A entrada de Clementina no Rosa de Ouro era realmente triunfal. Ela aparecia apenas na segunda parte do espetáculo, depois dos números de Araci Côrtes. Os Cinco Crioulos faziam um pot-pourri de sambas que terminava no partido-alto de Elton, Clementina, Cadê Você?. Depois disso, as luzes se apagavam e ouviam-se apenas tambores soando, até que, no meio de um jogo de luzes bastante inovador para a época, aparecia a ebanácea Clementina, em seu vestido branco, cantado Benguelê.
"O Rosa de Ouro foi muito comentado, e depois disso a Clementina passou a estar sempre cercada por muita gente. Virou uma estrela de repente", recorda Paulinho. De fato, em 1966 Clementina gravou seu primeiro disco individual (Clementina de Jesus ), viajou para o Senegal, representando o Brasil no Festival de Artes Negras em Dacar, e para a França, onde foi representar a MPB no Festival de Cinema de Cannes.
A internacional Quelé
Uma vez que a aventura da vida artística parecia estar dando certo, Clementina decidiu abandonar definitivamente o emprego de doméstica (trabalhou na mesma casa, de um casal de portugueses, por 20 anos) pela de cantora. Não sem protestos e ameaças dos antigos patrões, que avisaram que não iriam aceitá-la de volta depois. E ela foi para o mundo.
Em Dacar, os principais representantes da música brasileira eram Clementina de Jesus, Ataulfo Alves e Elizeth Cardoso, simbolizando, respectivamente, a música brasileira primitiva, clássica e moderna. Paulinho e Elton foram como acompanhantes, e guardam belas recordações das platéias africanas. "Foi a maior ovação a Clementina que eu vi em todo o tempo que a acompanhei. Ela teve de voltar ao palco cinco vezes para o bis. Isso nunca aconteceu no Brasil", diz Elton, recordando o primeiro show, em que ela cantou acompanhada apenas por percussões e palmas (de seu marido Pé Grande).

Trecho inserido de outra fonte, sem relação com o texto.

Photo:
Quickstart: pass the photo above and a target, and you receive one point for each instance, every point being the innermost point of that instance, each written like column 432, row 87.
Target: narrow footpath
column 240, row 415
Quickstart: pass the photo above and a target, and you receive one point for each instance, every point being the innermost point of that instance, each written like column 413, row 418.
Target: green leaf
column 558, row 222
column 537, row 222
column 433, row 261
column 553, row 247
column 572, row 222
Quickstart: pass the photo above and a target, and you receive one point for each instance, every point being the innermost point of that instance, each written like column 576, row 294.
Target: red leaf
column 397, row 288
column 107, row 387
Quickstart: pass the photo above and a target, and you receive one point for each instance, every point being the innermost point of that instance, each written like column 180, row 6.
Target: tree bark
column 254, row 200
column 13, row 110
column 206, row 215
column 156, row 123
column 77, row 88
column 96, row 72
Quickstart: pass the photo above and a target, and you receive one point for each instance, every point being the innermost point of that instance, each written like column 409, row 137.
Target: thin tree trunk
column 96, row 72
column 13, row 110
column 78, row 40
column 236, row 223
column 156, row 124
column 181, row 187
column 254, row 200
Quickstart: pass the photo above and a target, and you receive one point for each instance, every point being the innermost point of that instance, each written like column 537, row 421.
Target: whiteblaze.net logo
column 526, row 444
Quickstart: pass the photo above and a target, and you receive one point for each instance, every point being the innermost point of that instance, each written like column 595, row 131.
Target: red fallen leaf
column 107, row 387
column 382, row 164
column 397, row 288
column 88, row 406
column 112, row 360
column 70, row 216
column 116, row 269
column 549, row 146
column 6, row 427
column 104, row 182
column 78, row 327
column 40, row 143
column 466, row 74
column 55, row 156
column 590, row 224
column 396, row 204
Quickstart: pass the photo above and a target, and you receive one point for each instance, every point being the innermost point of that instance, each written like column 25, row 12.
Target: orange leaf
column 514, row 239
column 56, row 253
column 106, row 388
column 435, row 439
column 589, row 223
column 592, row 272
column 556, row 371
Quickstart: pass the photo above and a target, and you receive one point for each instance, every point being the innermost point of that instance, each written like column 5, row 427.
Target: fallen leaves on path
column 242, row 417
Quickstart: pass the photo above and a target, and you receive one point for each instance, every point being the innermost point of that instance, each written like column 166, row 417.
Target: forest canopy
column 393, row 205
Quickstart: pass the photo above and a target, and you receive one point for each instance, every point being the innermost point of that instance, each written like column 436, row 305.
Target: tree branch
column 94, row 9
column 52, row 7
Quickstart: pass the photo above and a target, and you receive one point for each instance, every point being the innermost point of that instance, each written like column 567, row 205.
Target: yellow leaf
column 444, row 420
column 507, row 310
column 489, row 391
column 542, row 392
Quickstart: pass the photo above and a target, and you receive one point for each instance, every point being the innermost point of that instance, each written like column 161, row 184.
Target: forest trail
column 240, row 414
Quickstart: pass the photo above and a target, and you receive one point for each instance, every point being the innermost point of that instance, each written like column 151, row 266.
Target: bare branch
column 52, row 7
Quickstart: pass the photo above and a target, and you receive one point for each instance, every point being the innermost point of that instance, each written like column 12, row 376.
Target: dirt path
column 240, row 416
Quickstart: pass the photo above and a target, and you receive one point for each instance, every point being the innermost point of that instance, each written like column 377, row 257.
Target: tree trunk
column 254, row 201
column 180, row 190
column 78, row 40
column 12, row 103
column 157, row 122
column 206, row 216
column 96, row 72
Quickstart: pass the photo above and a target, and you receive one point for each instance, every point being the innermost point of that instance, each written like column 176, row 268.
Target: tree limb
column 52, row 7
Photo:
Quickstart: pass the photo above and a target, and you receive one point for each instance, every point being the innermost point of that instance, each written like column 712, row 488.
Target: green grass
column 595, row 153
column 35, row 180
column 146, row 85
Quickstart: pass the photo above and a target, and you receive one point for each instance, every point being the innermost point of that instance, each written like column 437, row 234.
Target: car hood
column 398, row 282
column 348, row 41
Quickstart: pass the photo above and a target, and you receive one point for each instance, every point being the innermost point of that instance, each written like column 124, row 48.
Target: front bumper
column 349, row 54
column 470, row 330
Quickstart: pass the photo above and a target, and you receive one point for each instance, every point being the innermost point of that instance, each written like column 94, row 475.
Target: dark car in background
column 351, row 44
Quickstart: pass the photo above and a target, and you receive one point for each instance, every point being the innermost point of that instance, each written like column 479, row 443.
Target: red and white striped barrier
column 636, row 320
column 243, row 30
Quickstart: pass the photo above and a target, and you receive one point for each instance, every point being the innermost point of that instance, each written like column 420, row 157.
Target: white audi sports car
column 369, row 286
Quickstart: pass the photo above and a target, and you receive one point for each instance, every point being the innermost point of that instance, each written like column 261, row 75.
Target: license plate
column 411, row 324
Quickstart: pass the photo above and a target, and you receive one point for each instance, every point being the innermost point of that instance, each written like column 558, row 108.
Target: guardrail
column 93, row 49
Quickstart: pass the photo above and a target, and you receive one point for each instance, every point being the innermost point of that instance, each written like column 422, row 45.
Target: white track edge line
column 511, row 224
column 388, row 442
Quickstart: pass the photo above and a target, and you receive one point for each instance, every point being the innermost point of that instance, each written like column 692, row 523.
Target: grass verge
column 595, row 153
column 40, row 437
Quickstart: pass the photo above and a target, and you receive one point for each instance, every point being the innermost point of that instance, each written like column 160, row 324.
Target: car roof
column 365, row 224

No Festival de Cannes, na França, no mesmo ano de 1966, Clementina (sempre acompanhada por Pé Grande, Elton e Paulinho) tocou ao lado de Elizeth, Zimbro Trio, Irmãs Marinho e Wilson Simonal. Passou alguns dias em Paris, onde reencontrou o antigo parceiro de palco Turíbio Santos, que aperfeiçoava seus estudos de violão. "Ela passou uns cinco dias em Paris, e como eu morava lá, fiquei como cicerone. Um dia, tive que ir dar uma aula, e deixei Clementina, Pé Grande, Elton Medeiros e Paulinho da Viola num bar, na esquina da Rue des Écoles com Boulevard St. Michel. Quando voltei, Clementina estava na rua, em frente ao bar, cantando e dançando, e os outros batucando em volta dela. E a francesada, claro, olhando espantadíssima", lembra o violonista.
Tendo iniciado a carreira em uma idade em que a grande maioria dos artistas e trabalhadores em geral só querem saber de aposentadoria, Clementina exibiu vitalidade impressionante em seus primeiros anos de cantora profissional. Em 1967 encarou a segunda temporada e o segundo disco do Rosa de Ouro . No ano seguinte, não saiu do estúdio: gravou Gente da Antiga
, com Pixinguinha e João da Bahiana, fez o espetáculo Mudando de Conversa
, que também virou disco, e ainda Fala, Mangueira!
, cantando sua escola de coração ao lado dos amigos Carlos Cachaça, Cartola, Nelson Cavaquinho e Odete Amaral.